Recently, as commercial search engines such as Google, Yahoo, Ask Jeeves, and MSN Search are escalating their reach of web surfers while growing stronger by the moment, there has been a reaction by the “non-commercial” crowd to bring about an alternative. Open source activists have put together Nutch search engine technology which may bring an alternative to the regular search engine field.
According to the Nutch project they provide a transparent alternative to commercial web search engines. Only open source search results can be fully trusted to be without bias. (Or at least their bias is public.) All existing major search engines have proprietary ranking formulas, and will not explain why a given page ranks as it does. Additionally, some search engines determine which sites to index based on payments, rather than on the merits of the sites themselves. Nutch, on the other hand, has nothing to hide and no motive to bias its results or its crawler in any way other than to try to give each user the best results possible.
Over the past week, three open source search engines have gathered the attention of the searching community, two of which are using Nutch and one of which is still in the idea/development stage.
MozDex
This month MozDex, an open source search engine built entirely using different open source technologies, has been tweaking and refining its search results while in beta testing. While in “deep crawl,” MozDex plans on full indexing within the upcoming weeks.
Mozdex.com offers one of the first OPEN search systems based on publicly available software, APIs and algorithms, said Byron Miller, President at Small Productions. There is no secrecy into understanding the results or ranking thereof offering the first public insight into an open index.
Objects Search
Objects Search has launched a clustering search engine based on open source technology Nutch (www.nutch.org). Clustering Engine is a system for clustering textual data.This engine automatically categorizes search results on-the-fly into hierarchical clusters.
Search results clustering attempts to overcome the problem of information overload, since most search engines are based on keyword-based queries and endless lists of matching documents. Unfortunately, even when exceptional ranking algorithms are used, relevance sorting inevitably promotes quality based on some notion of popularity of what can be found on the Web.
One approach is to automatically group search results into thematic categories, called clusters. Assuming clusters descriptions are informative about the documents they contain, the user spends much less time following irrelevant links.
OpenIndex
According to Research Buzz, OpenIndex is not quite an open search engine project, but more of an index (as states the simple name) or a community-built search engine. Claiming that they do not have the hardware to power a huge web index (As of yet) OpenIndex is open to ideas of users who join their community.

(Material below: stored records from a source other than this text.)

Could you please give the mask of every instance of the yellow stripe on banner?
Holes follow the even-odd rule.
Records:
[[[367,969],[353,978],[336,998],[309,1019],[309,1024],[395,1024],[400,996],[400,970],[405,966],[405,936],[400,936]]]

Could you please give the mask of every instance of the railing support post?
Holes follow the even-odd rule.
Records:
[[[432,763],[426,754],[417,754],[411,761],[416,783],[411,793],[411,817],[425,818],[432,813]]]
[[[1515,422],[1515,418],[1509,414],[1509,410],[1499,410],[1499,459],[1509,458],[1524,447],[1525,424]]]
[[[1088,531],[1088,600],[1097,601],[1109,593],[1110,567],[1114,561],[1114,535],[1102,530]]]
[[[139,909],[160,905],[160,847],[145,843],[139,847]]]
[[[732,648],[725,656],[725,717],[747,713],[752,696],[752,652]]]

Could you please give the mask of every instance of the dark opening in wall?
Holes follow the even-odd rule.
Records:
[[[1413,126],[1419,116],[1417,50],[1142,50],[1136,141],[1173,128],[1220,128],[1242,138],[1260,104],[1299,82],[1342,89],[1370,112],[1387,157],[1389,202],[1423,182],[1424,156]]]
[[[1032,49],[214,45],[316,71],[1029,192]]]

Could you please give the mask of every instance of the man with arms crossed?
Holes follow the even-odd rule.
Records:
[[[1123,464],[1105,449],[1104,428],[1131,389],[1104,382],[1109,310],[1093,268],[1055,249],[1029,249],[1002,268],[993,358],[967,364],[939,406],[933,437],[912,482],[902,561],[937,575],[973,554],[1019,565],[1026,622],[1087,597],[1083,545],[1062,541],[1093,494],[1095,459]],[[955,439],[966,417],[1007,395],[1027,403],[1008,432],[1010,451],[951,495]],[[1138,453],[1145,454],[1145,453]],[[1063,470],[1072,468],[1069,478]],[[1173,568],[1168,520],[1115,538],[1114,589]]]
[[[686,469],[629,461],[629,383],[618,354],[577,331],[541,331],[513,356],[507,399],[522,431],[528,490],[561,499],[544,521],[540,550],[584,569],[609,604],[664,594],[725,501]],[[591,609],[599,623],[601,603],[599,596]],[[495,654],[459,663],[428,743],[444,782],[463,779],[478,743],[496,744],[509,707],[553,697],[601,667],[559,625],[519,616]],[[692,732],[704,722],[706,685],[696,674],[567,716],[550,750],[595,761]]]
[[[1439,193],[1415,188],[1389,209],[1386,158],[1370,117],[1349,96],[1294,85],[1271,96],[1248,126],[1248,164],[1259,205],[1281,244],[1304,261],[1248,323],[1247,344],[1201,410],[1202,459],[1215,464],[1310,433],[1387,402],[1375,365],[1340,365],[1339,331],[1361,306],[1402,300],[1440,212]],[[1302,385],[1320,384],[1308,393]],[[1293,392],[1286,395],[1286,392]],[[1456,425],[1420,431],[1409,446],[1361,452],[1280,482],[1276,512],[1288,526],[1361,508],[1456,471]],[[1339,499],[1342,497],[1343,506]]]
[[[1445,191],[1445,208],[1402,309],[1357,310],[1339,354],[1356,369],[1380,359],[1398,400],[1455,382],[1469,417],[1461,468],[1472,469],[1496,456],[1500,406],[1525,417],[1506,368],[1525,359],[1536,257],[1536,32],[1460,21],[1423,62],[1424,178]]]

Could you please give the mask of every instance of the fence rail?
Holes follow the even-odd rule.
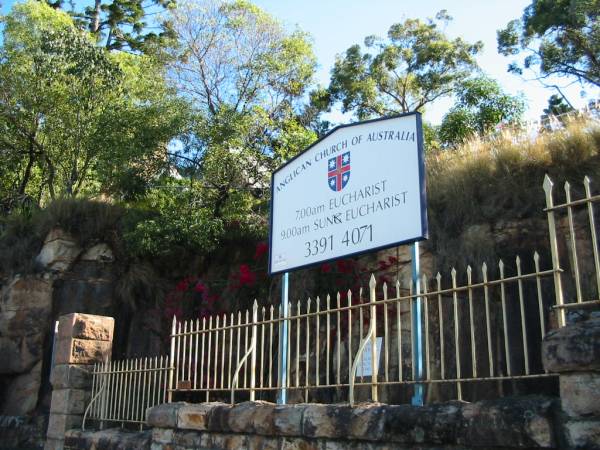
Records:
[[[169,358],[94,366],[86,417],[101,426],[142,424],[146,408],[174,396],[233,403],[236,396],[274,400],[283,390],[293,394],[291,402],[352,404],[381,394],[398,403],[423,387],[428,401],[470,399],[481,384],[502,395],[518,381],[554,377],[541,362],[546,332],[564,326],[571,310],[600,305],[593,205],[600,195],[592,194],[588,177],[579,199],[568,182],[564,201],[556,200],[548,176],[543,188],[549,267],[536,252],[493,267],[452,269],[446,277],[424,275],[415,292],[410,283],[389,286],[371,276],[366,290],[288,303],[285,311],[255,301],[249,310],[202,320],[174,317]],[[415,308],[423,314],[413,324]],[[436,394],[436,386],[448,387]]]
[[[268,314],[261,309],[259,319],[255,302],[251,311],[202,323],[174,320],[171,391],[202,391],[207,401],[211,394],[230,391],[233,401],[236,391],[248,391],[253,399],[257,392],[286,388],[303,391],[308,401],[317,389],[348,388],[353,402],[355,386],[370,386],[371,398],[377,400],[378,385],[454,383],[456,397],[462,398],[463,381],[549,376],[542,370],[539,351],[532,355],[530,347],[539,347],[549,327],[551,299],[544,298],[542,284],[555,270],[540,270],[537,253],[532,266],[533,272],[522,273],[517,257],[516,273],[507,276],[500,261],[499,277],[490,279],[484,264],[478,282],[473,282],[469,267],[463,284],[454,269],[449,280],[440,274],[434,280],[424,276],[419,294],[398,282],[390,295],[387,284],[377,286],[372,276],[368,300],[360,293],[353,299],[351,291],[324,302],[317,297],[290,303],[289,317],[271,306]],[[422,379],[413,364],[410,317],[415,302],[422,303],[424,312]],[[287,352],[279,340],[284,321]],[[287,382],[281,386],[277,359],[284,353]]]
[[[167,401],[168,357],[107,361],[92,368],[92,399],[84,416],[103,428],[107,422],[143,425],[146,409]]]

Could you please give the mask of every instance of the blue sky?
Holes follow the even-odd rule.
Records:
[[[312,35],[320,65],[317,78],[323,85],[329,81],[335,55],[353,44],[362,43],[365,36],[385,36],[393,23],[407,18],[434,17],[436,12],[446,9],[454,18],[446,29],[447,34],[460,36],[468,42],[483,42],[479,65],[485,73],[499,80],[507,92],[525,95],[529,106],[528,119],[538,119],[548,97],[555,93],[536,81],[526,83],[507,73],[510,59],[496,51],[496,30],[520,17],[531,0],[254,0],[254,3],[288,27],[298,26]],[[559,82],[566,84],[564,80]],[[582,87],[575,84],[565,91],[576,107],[587,103],[587,98],[600,95],[598,89],[586,86],[587,98],[581,98],[581,90]],[[450,99],[437,102],[426,111],[426,120],[439,123],[451,105]]]
[[[527,119],[538,119],[547,104],[548,97],[555,93],[543,88],[536,81],[525,82],[506,72],[509,58],[496,51],[496,30],[508,21],[520,17],[531,0],[253,0],[258,6],[281,20],[286,27],[298,27],[308,32],[313,39],[314,51],[319,62],[317,81],[326,86],[335,55],[348,47],[362,43],[365,36],[385,36],[393,23],[407,18],[435,16],[446,9],[454,17],[446,32],[450,37],[462,37],[469,42],[480,40],[484,44],[478,62],[483,71],[500,81],[511,93],[523,93],[528,105]],[[14,1],[4,1],[2,12],[6,13]],[[77,1],[77,3],[87,3]],[[558,80],[561,85],[565,80]],[[587,97],[581,96],[581,91]],[[571,85],[564,92],[573,105],[582,107],[590,98],[600,96],[599,89],[579,84]],[[452,106],[451,99],[443,99],[425,112],[425,119],[439,123]],[[340,113],[332,114],[331,120],[343,122],[348,119]]]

OpenIndex puts forth the idea of a decentralized, multi-computer powered search index; “Although we wouldn’t likely have large computers available, we could have many small ones, contributed by interested volunteers, and distributed across the community – even across the globe. Perhaps it’s the only way to have a publically-owned and operated index.- it certainly seems appropriate.
A distributed system of servers would apportion all of the tasks of running an index among them. This would create a massive system of computers running in parallel, doing tasks as they are required. Costs would be distributed among the servers.”